How to require learners to sign content for completion — for policies, agreements, and compliance content where attestation matters.


E-Signatures turn passive content consumption into active attestation. With E-Signatures enabled on an Article or File, learners can't mark it complete just by viewing — they have to type their name and explicitly check a confirmation box.

Reach for E-Signatures when compliance, legal, or HR programs require evidence that the learner explicitly acknowledged the content. The signature field appears in reports with a timestamp, providing the audit trail.

For the strategic frame on compliance programs, see Compliance Programs in Continu.


How to Enable E-Signatures

1. Open the content's edit settings. In the Settings step during Article or File creation/editing, toggle on Require E-Signature.
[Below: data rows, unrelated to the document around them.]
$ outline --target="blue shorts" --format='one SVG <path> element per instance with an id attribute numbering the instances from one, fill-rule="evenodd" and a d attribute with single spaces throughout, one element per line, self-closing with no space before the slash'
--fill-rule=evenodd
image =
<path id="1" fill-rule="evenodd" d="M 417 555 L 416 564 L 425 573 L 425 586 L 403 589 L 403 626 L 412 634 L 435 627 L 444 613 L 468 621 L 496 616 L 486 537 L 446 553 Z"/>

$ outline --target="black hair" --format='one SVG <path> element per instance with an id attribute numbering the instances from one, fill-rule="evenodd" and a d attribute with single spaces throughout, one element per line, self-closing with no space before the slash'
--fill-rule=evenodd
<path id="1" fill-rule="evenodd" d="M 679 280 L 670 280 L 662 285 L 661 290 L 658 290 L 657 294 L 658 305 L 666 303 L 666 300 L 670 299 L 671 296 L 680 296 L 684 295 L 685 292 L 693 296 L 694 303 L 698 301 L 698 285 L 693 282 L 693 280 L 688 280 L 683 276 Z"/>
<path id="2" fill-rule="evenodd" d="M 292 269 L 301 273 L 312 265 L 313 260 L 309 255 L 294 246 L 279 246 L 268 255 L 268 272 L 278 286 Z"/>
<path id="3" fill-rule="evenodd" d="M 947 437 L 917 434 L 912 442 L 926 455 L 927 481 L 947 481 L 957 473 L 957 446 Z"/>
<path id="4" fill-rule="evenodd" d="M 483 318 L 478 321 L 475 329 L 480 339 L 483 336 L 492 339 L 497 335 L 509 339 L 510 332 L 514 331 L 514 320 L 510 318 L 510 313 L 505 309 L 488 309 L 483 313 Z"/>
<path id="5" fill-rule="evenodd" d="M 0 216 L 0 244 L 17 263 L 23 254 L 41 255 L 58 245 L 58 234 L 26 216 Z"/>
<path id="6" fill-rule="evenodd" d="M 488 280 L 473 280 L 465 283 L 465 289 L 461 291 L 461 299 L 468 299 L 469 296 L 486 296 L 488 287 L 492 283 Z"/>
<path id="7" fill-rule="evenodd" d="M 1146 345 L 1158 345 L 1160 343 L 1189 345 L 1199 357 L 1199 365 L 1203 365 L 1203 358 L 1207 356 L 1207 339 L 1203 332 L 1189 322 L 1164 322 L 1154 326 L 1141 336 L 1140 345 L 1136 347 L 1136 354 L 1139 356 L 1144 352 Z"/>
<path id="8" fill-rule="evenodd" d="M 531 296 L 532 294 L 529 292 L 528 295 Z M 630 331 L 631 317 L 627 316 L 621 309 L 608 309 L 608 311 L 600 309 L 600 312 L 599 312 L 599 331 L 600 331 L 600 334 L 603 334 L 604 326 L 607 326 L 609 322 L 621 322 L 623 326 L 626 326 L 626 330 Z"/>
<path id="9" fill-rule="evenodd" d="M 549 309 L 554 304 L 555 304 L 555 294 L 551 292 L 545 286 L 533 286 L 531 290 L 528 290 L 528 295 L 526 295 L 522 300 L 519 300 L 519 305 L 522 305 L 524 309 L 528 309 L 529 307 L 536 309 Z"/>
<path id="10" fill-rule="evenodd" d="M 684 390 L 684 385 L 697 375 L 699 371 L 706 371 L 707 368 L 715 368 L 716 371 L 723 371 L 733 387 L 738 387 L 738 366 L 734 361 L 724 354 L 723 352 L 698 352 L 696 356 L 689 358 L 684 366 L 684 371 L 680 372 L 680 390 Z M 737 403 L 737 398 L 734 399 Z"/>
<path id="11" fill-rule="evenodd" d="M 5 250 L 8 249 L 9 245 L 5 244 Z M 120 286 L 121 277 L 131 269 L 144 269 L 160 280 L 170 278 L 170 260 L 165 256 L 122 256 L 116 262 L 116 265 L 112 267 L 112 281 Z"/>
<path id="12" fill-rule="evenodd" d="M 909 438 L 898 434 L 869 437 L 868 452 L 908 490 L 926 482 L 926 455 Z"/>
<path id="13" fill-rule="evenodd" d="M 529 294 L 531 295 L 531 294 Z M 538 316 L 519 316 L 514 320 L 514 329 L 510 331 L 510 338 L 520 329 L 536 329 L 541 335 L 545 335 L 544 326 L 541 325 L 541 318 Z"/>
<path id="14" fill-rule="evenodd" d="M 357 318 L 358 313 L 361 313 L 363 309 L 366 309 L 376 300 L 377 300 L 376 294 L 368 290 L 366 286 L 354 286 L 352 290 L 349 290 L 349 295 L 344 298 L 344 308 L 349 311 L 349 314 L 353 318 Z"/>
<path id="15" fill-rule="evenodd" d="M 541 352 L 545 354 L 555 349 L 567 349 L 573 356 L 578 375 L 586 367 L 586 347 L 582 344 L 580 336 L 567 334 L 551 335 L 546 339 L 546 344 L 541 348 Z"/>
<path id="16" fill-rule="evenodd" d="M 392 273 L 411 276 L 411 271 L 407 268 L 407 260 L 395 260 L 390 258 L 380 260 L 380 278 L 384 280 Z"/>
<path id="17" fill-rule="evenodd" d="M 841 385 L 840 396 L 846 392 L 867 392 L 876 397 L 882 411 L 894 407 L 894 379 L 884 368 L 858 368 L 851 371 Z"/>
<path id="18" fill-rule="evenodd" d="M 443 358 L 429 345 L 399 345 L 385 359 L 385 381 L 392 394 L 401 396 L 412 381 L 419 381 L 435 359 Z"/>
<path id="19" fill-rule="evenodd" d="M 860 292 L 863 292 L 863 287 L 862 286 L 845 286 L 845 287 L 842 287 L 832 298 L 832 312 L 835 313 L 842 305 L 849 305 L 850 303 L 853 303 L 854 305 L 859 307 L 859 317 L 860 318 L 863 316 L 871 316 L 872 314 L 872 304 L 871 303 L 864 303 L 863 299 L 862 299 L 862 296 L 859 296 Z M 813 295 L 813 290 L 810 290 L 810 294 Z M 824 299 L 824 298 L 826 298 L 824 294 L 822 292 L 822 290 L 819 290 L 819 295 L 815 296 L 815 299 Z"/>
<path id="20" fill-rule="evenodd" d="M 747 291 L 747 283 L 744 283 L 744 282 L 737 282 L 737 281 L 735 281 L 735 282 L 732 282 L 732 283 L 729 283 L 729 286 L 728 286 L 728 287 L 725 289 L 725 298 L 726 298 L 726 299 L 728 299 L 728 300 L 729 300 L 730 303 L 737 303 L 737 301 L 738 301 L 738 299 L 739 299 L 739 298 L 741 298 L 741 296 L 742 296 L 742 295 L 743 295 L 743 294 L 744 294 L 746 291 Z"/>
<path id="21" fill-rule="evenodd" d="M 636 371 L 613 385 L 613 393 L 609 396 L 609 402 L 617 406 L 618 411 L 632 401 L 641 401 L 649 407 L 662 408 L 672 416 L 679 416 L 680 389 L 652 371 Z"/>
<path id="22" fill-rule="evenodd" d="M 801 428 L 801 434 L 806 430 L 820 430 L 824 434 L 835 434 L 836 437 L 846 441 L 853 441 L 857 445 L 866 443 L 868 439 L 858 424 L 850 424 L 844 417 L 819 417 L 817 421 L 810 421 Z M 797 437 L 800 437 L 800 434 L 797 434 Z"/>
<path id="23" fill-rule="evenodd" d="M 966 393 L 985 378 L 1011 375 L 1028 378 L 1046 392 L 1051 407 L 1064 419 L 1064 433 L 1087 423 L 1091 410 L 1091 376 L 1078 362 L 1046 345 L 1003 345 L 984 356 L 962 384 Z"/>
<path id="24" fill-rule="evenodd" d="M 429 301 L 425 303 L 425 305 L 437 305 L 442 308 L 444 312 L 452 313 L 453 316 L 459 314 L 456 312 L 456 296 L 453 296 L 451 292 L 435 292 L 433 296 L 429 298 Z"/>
2. Customize the agreement text (optional). Click Edit Agreement Text under the toggle to change the wording learners will sign. Default text works for most cases; customize when compliance or legal teams require specific language.

3. Save and publish. Finalize other edits and click Publish Changes.

E-Signature toggle and Edit Agreement Text option


What Learners See

When a learner opens E-Signature-enabled content, they're prompted to type their name and check the confirmation box. The content remains incomplete until both are submitted.

E-Signature prompt — name field and checkbox

Signed content

After signing, the content marks complete. Learners who don't sign keep receiving "signature required for completion" notifications.

The signature event flows into reports with a timestamp — surface this in compliance reporting to show what was signed, when, and by whom.


What Makes Good E-Signature Usage

Reserve for content where attestation matters. E-Signatures add friction. Use them when the friction is the point — policy acknowledgment, code of conduct, signed agreements. Avoid them on general learning where forced signing feels heavy-handed.

Customize the agreement text for legal precision. Default agreement text works for most cases, but legal/compliance content often requires specific language. Coordinate the wording with the team that owns the policy before publishing.

Pair with notifications. Learners who skip the signature get reminders. Make sure the reminder cadence matches the program's compliance timeline — too few and people forget; too many and they tune out.


Configuration Pitfalls

E-Signature Without Compliance Reason. If the content doesn't need attestation, E-Signatures add friction that hurts completion. Only enable when the signature serves a purpose.

Default Agreement Text on Legally-Significant Content. Generic agreement language won't hold up if a legal team needs specific wording. Customize before publishing on anything compliance-sensitive.

Forgetting to Set Up Notifications. A learner who doesn't sign and doesn't receive reminders may stay unsigned indefinitely. Verify reminder Automations are configured for E-Signature content.

Enabling on Read-Heavy Content Without Considering Mobile. Long policies on mobile + a signature prompt at the end = high drop-off. Either break the content into shorter segments each with its own signature, or note that mobile completion is suboptimal for this content.


Where This Fits

You're here because you need attestation on content completion. The strategic compliance frame lives in Compliance Programs in Continu. For other content settings, see Editing Content Settings.


See Also


Enable for compliance and policy content. Customize the agreement text when legal precision matters. Surface signed-at timestamps in compliance reporting.